オールスター最年少出場、その名はコービー・ブライアント
1996年に高校からNBA入りを果たしたコービーは、当初から話題性に事欠かなかった。シュート力、アスレチック能力、華のあるプレースタイル、そして何より“ジョーダン2世”を感じさせる仕草やマインドセット。だが、2年目となるこの1997-98シーズン、彼はまだレイカーズではシックスマン。スタメンではなかった。
にもかかわらず、ファン投票でウェストの先発シューティングガードに選ばれた。
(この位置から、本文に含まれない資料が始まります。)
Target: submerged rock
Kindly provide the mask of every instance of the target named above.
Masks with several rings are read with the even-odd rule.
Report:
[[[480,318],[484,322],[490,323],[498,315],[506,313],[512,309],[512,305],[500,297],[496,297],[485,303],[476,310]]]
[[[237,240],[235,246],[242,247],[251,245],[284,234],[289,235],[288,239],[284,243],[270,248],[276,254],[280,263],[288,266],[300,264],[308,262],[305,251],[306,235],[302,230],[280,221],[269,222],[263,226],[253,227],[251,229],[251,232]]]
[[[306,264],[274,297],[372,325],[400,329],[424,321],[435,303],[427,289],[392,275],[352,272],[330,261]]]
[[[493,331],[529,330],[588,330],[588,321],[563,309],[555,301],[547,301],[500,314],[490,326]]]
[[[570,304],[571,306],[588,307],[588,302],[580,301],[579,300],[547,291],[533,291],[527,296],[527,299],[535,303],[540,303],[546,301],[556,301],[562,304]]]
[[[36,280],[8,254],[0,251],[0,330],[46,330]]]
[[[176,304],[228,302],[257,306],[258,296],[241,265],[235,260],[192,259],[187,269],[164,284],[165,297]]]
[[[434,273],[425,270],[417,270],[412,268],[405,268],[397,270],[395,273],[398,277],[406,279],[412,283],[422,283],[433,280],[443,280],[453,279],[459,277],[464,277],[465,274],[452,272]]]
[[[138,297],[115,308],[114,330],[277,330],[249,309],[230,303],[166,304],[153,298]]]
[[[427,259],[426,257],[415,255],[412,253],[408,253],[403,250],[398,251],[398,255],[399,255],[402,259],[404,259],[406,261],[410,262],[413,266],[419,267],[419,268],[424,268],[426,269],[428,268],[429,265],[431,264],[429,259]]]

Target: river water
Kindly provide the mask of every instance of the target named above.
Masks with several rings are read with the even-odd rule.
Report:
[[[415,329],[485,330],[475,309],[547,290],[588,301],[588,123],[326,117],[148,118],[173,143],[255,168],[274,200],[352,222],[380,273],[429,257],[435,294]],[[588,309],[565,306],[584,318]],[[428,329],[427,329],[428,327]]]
しかも、当時のNBAにはやミッチ・リッチモンド、そしてチームメイトのエディー・ジョーンズといった実力者が並ぶ中での選出だ。ファンの期待が、いかにこの10代に集まっていたかがわかる。
しかも出場時の年齢は19歳170日。オールスター史上最年少記録。異例中の異例だった。
ベテランたちの“ざわつき”と静かな反発
ただし、現場の空気は決して歓迎一色ではなかった。オールスターというのは本来、長年の実績とキャリアが評価される“名誉の舞台”。そこに、まだ何者でもない10代が出てきた。しかも先発で。
とくにベテランたちは内心、面白くなかった。実績もない若造が、自分たちの舞台にいきなり“主役”のように登場する。そんな異分子に対して、冷ややかな視線を向ける選手も少なくなかった。
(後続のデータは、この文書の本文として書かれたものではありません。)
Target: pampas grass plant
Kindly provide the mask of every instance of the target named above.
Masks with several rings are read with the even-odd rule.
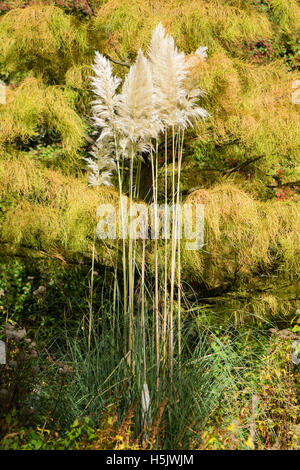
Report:
[[[201,60],[205,59],[206,48],[200,48]],[[197,52],[198,53],[198,52]],[[114,170],[117,173],[120,201],[124,188],[128,187],[129,205],[139,197],[141,161],[149,159],[152,171],[152,195],[154,203],[154,305],[153,331],[156,356],[156,392],[160,390],[161,371],[163,377],[172,380],[174,370],[174,334],[178,345],[178,362],[181,353],[181,250],[179,238],[178,206],[180,196],[180,171],[183,155],[184,132],[188,126],[208,113],[198,105],[203,95],[189,78],[189,61],[179,52],[174,39],[166,33],[162,24],[154,29],[147,51],[147,57],[140,50],[135,63],[121,87],[121,80],[115,77],[108,60],[96,52],[93,65],[95,76],[92,85],[95,94],[93,119],[99,137],[92,149],[88,166],[91,170],[89,182],[94,186],[109,185]],[[121,87],[121,89],[120,89]],[[172,136],[172,184],[168,192],[167,155],[168,135]],[[164,199],[172,204],[172,233],[170,247],[164,243],[164,258],[159,257],[158,224],[158,152],[159,145],[165,146],[165,190]],[[124,171],[128,168],[128,174]],[[177,181],[176,181],[177,172]],[[126,181],[127,180],[127,181]],[[121,207],[122,227],[127,217]],[[124,232],[123,232],[124,235]],[[171,249],[171,265],[168,250]],[[146,367],[146,341],[152,341],[151,330],[146,331],[145,321],[145,253],[146,242],[140,246],[132,237],[123,236],[123,309],[128,328],[125,328],[125,349],[130,370],[135,375],[135,330],[136,315],[140,315],[142,338],[143,391],[148,390]],[[142,251],[142,254],[140,254]],[[137,257],[142,259],[141,272],[137,270]],[[177,272],[177,279],[176,279]],[[117,269],[115,271],[117,273]],[[136,304],[135,287],[141,277],[141,307]],[[169,284],[170,281],[170,284]],[[117,279],[115,278],[115,282]],[[175,330],[175,288],[177,284],[177,330]],[[163,289],[163,302],[160,302]],[[168,304],[168,298],[170,302]],[[163,304],[163,312],[161,311]],[[149,312],[150,313],[150,312]],[[144,392],[143,392],[144,393]],[[143,402],[145,400],[143,399]]]

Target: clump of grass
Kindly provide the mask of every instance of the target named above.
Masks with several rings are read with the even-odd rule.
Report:
[[[205,205],[202,251],[182,254],[182,272],[207,287],[216,287],[259,273],[299,277],[298,204],[259,202],[230,183],[197,190],[185,202]],[[183,248],[184,249],[184,248]]]
[[[10,91],[1,107],[0,145],[34,139],[39,132],[61,139],[66,154],[74,156],[84,142],[86,126],[72,103],[56,87],[46,87],[41,79],[27,78]]]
だが、コービーはひるまなかった。むしろこの舞台こそ、自分を証明するチャンスだと捉えていた。
「ジョーダンに挑む」という覚悟
1997-98シーズンは、マイケル・ジョーダンにとって“最後のダンス”とされていたシーズンだった。実際この年のプレーオフを制した後、ジョーダンは二度目の引退を決意する。そんな中でのオールスター。多くの人々がジョーダンの花道を用意していた。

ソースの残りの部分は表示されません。